With Western economies facing serious challenges, regional cooperation, greater intra-Asia trade and development will define the region's future.
Over the last several decades, Asia has become increasingly integrated with the rest of the world, its rapid development driven largely by exports to the United States and European Union (EU). Yet, as the world’s main economic arteries shift eastward, intra-regional integration within Asia still lags behind. The recent global financial crisis and economic fall-out is quickly changing that dynamic, however. Indeed, as strong, stable economic growth in the West, particularly in the U.S. and EU, remains elusive, regional markets are becoming more attractive among Asian countries, highlighting the importance for enhanced integration. Despite challenges, this trend toward regional integration should continue in 2013.
Currently, over half of world trade takes place between members of regional trade agreements, and Asia is no exception. However, in Asia, as in other parts of the world, regional integration is uneven. While Southeast Asia is shoring up its economic integration efforts through the Association of Southeast Asian Nations (ASEAN) Economic Community Blueprint for 2015, with plans to continue attracting foreign direct investment, capitalize on the growth of its neighbors (mainly China and India), and accelerate the pace of its trade facilitation measures through a single market strategy, South Asia remains weakly integrated through the South Asian Association for Regional Cooperation (SAARC) both economically and politically.
Regionalism, not Protectionism, Can Help Mitigate Global Uncertainty
In fact, Asia has reason for optimism about the capacity of regional trade to compensate for weak markets in the U.S. and the EU and to reduce vulnerability to external shocks. In 2012, opinion leaders in Southeast Asia said that they were most positive about the ASEAN Economic Community compared to all other regional trade agreements in Asia. Indeed, while East Asian economic cooperation has mostly been driven by market forces, Southeast Asia has taken significant strides in formalizing its region as a single market and production base through ASEAN. Intra-regional trade and trade with China now accounts for more than 37 percent of ASEAN’s total trade, up from around 26 percent in 2000. At the same time, trade with the U.S. has fallen from 20 percent in 2000 to 10 percent in 2011, and trade with the EU from 15 percent to 11 percent in the same period.
On the other hand, progress on SAARC’s goal of a South Asian Economic Union by 2020 remains relatively slow. Though intra-regional trade in South Asia recently surpassed $2 billion following the full implementation of the South Asia Free Trade Agreement, it represents only 5 percent of the region’s total trade volume, compared to ASEAN’s 22 percent and the EU’s 55 percent.

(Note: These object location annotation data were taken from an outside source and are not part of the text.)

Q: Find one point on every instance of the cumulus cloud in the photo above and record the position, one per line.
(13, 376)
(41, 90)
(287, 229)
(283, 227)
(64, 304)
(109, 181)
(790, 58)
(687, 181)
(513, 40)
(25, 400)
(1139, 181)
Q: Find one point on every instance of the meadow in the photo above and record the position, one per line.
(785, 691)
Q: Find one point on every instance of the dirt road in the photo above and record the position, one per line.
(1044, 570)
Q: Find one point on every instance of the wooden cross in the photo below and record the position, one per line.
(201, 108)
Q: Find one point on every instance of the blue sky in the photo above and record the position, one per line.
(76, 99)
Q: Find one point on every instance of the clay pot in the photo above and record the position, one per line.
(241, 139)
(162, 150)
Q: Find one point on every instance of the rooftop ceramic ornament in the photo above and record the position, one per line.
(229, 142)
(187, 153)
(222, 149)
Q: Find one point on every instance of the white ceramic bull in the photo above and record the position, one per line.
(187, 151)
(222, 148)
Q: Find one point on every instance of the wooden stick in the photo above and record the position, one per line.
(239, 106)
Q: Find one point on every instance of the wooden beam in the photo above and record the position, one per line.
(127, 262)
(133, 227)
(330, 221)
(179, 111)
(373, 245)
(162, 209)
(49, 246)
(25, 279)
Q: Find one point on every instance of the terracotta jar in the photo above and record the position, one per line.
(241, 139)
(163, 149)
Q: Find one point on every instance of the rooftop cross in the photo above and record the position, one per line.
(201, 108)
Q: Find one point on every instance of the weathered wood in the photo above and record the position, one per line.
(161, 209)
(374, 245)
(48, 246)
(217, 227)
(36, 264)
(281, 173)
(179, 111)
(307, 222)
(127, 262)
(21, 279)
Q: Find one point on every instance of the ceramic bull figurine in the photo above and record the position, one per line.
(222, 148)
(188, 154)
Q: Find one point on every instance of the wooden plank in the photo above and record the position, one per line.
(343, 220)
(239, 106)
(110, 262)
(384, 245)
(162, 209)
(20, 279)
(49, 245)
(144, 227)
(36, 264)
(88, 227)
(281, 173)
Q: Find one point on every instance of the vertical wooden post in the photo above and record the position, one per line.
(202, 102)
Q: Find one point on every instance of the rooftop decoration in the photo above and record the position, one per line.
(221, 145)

However, South Asia has made strides integrating with the rest of Asia. For example, while only 1.3 percent of South Asia’s parts and components are traded within the sub-region, 56.3 percent go to East Asia. This represents the enormous potential that exists for South Asia’s future trade among its own region.
Such economic integration in the region is becoming increasingly important to help stave off and overcome global economic shocks. Prior to the last-minute resolution that saved the U.S. from falling off the “fiscal cliff,” the UN Social Commission on Asia and the Pacific warned that if the U.S. were to fall, it would have dire consequences for Asia, decreasing growth by as much as 2.2 percent in some countries. To reduce their dependency on developed countries’ economies, Asian countries need to diversify their export markets and take advantage of the efficiencies and growing demand that regional trade offers.